What are we fighting for? (Continued)

Audio reading

Audio reading by Polly on Amazon Web Services

War and Security · Political Power · politics

Don’t ask me, I don’t give a damn.

Next stop is Vietnam.

Five, six, seven—open up the pearly gates.

There ain’t no time to wonder why.

Whoopee—we’re all gonna die.

The power of the song lies in that contradiction. The melody makes people smile. The lyrics make them wince. It sounds playful on the surface, but underneath runs a skeptical question that many young Americans were beginning to ask privately as the war escalated.
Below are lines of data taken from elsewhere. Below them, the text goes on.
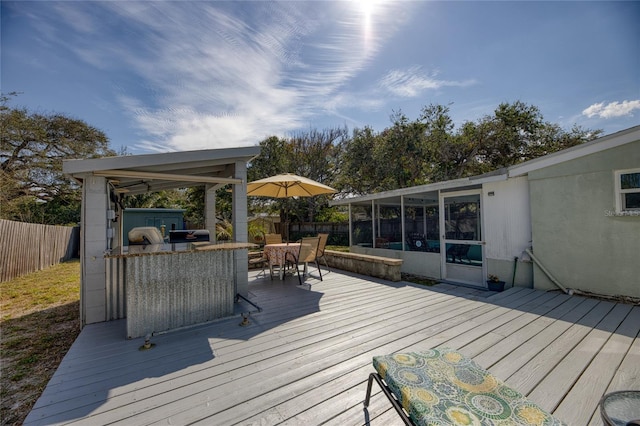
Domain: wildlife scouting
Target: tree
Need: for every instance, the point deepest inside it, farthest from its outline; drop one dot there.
(32, 147)
(310, 154)
(430, 149)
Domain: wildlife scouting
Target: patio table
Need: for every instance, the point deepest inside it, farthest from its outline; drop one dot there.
(277, 254)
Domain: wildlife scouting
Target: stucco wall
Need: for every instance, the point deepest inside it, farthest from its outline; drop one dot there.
(575, 236)
(93, 244)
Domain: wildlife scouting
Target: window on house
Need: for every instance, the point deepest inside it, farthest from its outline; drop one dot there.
(628, 190)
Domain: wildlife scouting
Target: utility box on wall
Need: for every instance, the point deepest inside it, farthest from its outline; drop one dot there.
(164, 219)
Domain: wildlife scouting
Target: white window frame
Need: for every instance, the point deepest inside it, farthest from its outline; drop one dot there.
(620, 208)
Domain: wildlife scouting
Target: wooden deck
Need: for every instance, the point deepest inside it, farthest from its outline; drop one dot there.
(305, 359)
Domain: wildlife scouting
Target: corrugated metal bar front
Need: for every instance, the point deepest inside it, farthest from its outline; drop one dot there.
(166, 292)
(116, 303)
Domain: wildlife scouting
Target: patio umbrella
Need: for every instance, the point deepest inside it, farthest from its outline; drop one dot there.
(286, 186)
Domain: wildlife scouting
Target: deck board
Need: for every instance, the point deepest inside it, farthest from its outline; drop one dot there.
(305, 358)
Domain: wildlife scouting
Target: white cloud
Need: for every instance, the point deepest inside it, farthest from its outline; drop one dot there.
(219, 74)
(411, 82)
(612, 109)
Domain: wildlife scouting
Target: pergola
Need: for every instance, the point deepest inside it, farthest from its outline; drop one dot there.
(104, 180)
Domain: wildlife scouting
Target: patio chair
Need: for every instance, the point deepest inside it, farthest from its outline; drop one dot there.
(259, 262)
(308, 253)
(440, 385)
(272, 239)
(321, 247)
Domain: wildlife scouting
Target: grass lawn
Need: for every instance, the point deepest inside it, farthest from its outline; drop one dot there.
(39, 320)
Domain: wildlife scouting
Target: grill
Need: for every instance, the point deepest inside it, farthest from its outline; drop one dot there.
(188, 235)
(145, 235)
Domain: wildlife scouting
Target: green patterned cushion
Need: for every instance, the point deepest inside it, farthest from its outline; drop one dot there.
(442, 387)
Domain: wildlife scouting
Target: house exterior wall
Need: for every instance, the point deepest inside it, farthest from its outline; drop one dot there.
(575, 236)
(507, 230)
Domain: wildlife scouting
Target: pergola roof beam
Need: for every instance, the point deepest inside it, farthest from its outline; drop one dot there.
(166, 176)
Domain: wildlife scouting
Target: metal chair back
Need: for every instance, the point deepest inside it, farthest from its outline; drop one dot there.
(272, 239)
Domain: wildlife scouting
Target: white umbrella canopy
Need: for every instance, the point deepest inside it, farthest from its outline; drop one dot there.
(287, 185)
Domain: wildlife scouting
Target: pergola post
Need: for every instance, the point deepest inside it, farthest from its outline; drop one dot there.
(240, 229)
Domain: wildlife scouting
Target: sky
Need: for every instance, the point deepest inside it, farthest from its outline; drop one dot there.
(161, 76)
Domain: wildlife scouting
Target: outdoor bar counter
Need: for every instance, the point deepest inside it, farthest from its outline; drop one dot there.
(168, 286)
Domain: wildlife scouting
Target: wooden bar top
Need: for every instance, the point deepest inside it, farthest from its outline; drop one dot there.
(172, 248)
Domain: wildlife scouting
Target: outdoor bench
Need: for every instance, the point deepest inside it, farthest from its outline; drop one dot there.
(375, 266)
(442, 386)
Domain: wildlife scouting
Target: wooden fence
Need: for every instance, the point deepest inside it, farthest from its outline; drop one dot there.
(29, 247)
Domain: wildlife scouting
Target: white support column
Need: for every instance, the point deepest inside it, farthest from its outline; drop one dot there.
(93, 240)
(402, 226)
(240, 229)
(210, 210)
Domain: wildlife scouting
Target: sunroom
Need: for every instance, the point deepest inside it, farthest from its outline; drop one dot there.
(458, 231)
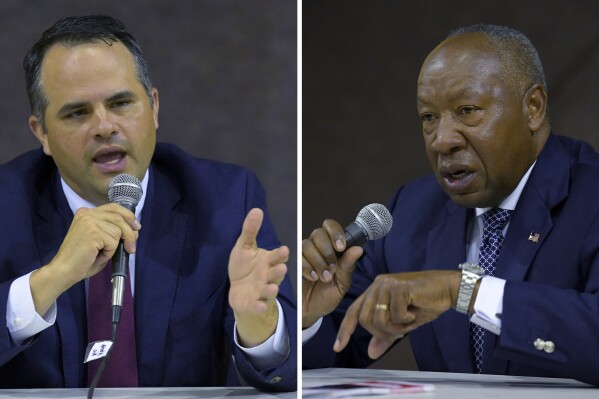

That question was never really about Vietnam alone. It was about a broader pattern in American political life that becomes visible whenever the country moves toward war. The language used by leaders tends to follow a familiar script. A distant crisis emerges and gradually occupies the headlines. Officials speak about national credibility, strategic interests, and the importance of standing firm. Maps appear on television screens, arrows tracing possible battle lines. Commentators reassure the public that the conflict will likely be limited or short-lived.

Only later do the doubts begin to surface.

During the Vietnam era, protest musicians captured that recurring tension with unusual clarity. Bob Dylan wrote Masters of War, a stark condemnation of the institutions that sustain conflict, while John Fogerty and Creedence Clearwater Revival turned the anger of draft-age America into the driving rhythm of Fortunate Son. Different songs, different voices, but each circled the same uncomfortable suspicion: that the language of war often drifts away from the experience of the people asked to fight it.

Country Joe McDonald approached that suspicion through humor. By presenting war as a jaunty sing-along, he exposed the absurdity that sometimes hides inside official rhetoric. Politicians wave flags and promise victory while military leaders speak confidently about strategy. Meanwhile young soldiers march toward a battlefield that the audience suspects will be far more complicated than the speeches suggest.

The joke works because the audience already understands it.

That shared recognition reached its most famous moment in August 1969 when McDonald stepped onto the stage at the Woodstock festival. The appearance was nearly accidental. His band had been delayed, and the organizers asked him to fill time alone with an acoustic guitar. Facing a crowd that stretched across the muddy hillside, McDonald began with the playful call-and-response routine known as the “Fish Cheer,” leading the audience through a shouted sequence of letters that culminated in an irreverent punchline.

Half a million voices joined him.

Then he played the song.

The footage from Woodstock captures something remarkable. The crowd is laughing, singing along to lyrics about death and futility as if they were chanting at a football game. Yet beneath the laughter is a deeper emotion. Many of the young people in that field were draft-age. Some already had friends fighting overseas.